The current pre-release needs about 1 MB RAM per page in our reports - that is indeed
no problem if you have a machine with about 256 MB or more and have no other
applications loaded while using FOP.
But we're using FOP as add-on to some of our applications and the PCs of the users
have 128 MByte maximum and we have to tune each machine carefully with the -Xmx
Parameter (otherwise FOP seems to hang in some endless loops).
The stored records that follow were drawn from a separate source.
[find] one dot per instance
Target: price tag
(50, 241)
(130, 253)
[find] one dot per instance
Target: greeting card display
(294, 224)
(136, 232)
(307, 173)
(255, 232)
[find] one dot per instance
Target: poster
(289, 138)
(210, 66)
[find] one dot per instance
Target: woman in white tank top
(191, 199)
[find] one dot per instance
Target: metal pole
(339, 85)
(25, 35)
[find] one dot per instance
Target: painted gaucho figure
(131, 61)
If you do this on a
stand-alone machine: 32 MB for our reporting engine which produces the .fo-File + 32
MB for Adobe Acrobat or the FOP-Preview + n MB for FOP...
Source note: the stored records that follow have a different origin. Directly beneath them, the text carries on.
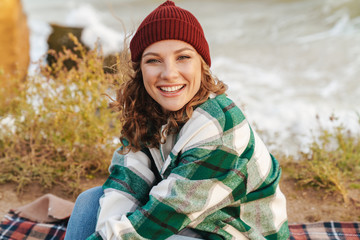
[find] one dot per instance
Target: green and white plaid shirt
(217, 178)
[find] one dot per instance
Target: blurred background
(290, 64)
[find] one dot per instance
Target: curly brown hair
(143, 117)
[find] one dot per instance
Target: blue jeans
(83, 218)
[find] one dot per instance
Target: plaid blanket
(325, 231)
(14, 227)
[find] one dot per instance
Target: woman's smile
(171, 71)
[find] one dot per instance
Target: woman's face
(171, 71)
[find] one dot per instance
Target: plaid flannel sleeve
(202, 172)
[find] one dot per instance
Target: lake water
(285, 61)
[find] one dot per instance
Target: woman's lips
(171, 89)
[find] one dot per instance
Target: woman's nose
(169, 71)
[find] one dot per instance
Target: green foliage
(333, 162)
(61, 128)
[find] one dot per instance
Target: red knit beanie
(169, 22)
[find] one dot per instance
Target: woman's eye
(183, 57)
(152, 60)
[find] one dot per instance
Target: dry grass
(56, 125)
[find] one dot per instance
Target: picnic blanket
(325, 231)
(46, 218)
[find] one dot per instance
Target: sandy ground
(303, 205)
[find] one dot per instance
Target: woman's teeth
(171, 89)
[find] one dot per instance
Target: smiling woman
(171, 75)
(190, 165)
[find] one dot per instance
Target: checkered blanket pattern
(325, 231)
(13, 227)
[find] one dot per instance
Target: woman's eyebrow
(184, 49)
(177, 51)
(151, 53)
If there would be a way to get the same results with about 512 kByte per page, that
would be a big advantage.
The fact is, that we have to (and customers/users simply do) compare the need of
memory to other reporting tools as Crystal Reports or commercial
XSL:FO-implementations, which use much less memory and are faster.
So if there's a way to implement the suggestions for lean tables without refactoring
the whole thing, I'd suppose to do so.
It might be a fundamental decision if FOP is a kind of toolbox for developers or if
it should be an out of the box-product for nearly everyone - I think there's so much
good ideas in it that everyone should be able to use it.
Thomas Sporbeck
Gesendet am: 08.07.2003 11:34:58
Betreff: RE: 0.20.5 release
Hi Fopers,
I can understand your requirements, but I would like to know what memory
limit you are looking for and what are the filters you two are talking about.
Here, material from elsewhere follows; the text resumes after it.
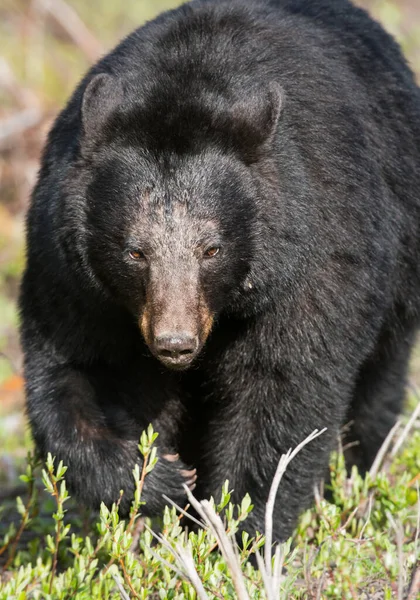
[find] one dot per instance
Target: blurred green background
(46, 46)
As for me, I have been using FOP for BIG reports (fromm 100 to 2000 pages)
with big tables (like you, more than 500 pages long tables).
I have used some iText Features to deal with forward reference (see the
list archive for more details) and this has been giving me a nice solution.
I can produce a 1500 pages doc on a simple machine with 256Mo in a few
minutes (yes, it swaps) and we use 1 or 2 Go Ram servers for huge documents.
Anyway, we all would welcome some new solution to this problem, but surely
you reckon there has been loads of workarounb in this list ?
Can you be more specific about the performance threshold you are looking for ?
Regards
Cyril
At 09:02 08/07/2003 +0430, you wrote:
Dear Thomas Sporbeck
It's good to see someone else is using FOP for big reports. I also using
tables for inventory lists near to 600 pages and my user do not accept
to use filters. This FOP is killing my user business and if I could not
find a solution to it, we would trough away the FOP for good, for ever.
Then it would be a shame on FOP open source developers since I would go
and buy none open, commercial product.
I would really appreciate if you inform me of your ideas.
Regards
Ali Farahani
-Original Message-
From: Thomas Sporbeck [mailto:[EMAIL PROTECTED]
Sent: Thursday, June 19, 2003 3:41 PM
To: [EMAIL PROTECTED]
Subject: RE: 0.20.5 release
I would agree to Ricardo. We're using tables for inventory lists
containing about 500 pages. The memory situation in that reports is
really critical and we cannot force the users to set filters.
On the other hand: to us it doesn't matter if this enhancement comes
with 0.20.5 or with a later version (0.20.5a ?), which has of course to
be decided by the developers and will possibly delay refactoring.